As retailers begin to report measurable conversion uplifts from AI shopping assistants, the industry is moving from experimentation into early evidence of impact. But questions remain over whether these gains are sustainable once pilots scale into complex, multi-market operations. Retail Systems editor Jonathan Easton examines whether conversational commerce is delivering genuine ROI or revealing deeper structural constraints around data, integration, and trust.
The retail industry has spent the past several years speculating about, investing in the development of and starting to implement AI shopping assistants. Now, it is starting to measure them.
The latest example comes from Frasers Group, which launched its “Ask Frasers” tool across its premium fashion platform at the start of April. Upon launch, the company claimed conversion uplifts of up to 25 per cent compared with traditional search journeys. It is a headline-grabbing figure, and one that immediately raises questions about how transformative these tools could become.
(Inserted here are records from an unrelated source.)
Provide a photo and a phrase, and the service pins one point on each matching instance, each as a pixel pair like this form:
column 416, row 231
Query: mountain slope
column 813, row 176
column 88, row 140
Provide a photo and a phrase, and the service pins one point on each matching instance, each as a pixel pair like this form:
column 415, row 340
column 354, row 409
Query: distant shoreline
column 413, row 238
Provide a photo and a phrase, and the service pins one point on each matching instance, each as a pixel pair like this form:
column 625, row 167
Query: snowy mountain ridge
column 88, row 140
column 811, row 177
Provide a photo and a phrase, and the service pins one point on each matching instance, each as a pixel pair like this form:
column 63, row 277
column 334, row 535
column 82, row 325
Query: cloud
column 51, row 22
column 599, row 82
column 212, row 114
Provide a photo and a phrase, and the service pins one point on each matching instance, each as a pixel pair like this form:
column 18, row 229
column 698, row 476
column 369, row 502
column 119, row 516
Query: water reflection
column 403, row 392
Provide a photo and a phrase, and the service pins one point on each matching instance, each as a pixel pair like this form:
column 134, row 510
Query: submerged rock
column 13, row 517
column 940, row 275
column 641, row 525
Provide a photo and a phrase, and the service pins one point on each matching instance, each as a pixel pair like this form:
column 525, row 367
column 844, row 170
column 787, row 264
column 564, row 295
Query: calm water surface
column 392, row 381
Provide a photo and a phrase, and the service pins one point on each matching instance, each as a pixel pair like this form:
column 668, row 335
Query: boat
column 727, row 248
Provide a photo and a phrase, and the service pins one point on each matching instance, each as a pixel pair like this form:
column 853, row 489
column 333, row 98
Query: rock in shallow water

Frasers is not alone. Tesco is exploring similar capabilities through its partnership with Adobe, while a growing number of UK and European retailers are piloting conversational interfaces designed to guide shoppers, rather than simply respond to keywords. The shift is subtle but significant: from search and navigation built around retail logic, to interfaces that attempt to interpret customer intent in real time.
What makes this moment different is not the technology itself, but the emergence of measurable commercial impact. Conversion uplift, basket growth, and engagement metrics are beginning to move in ways that retailers can quantify and justify.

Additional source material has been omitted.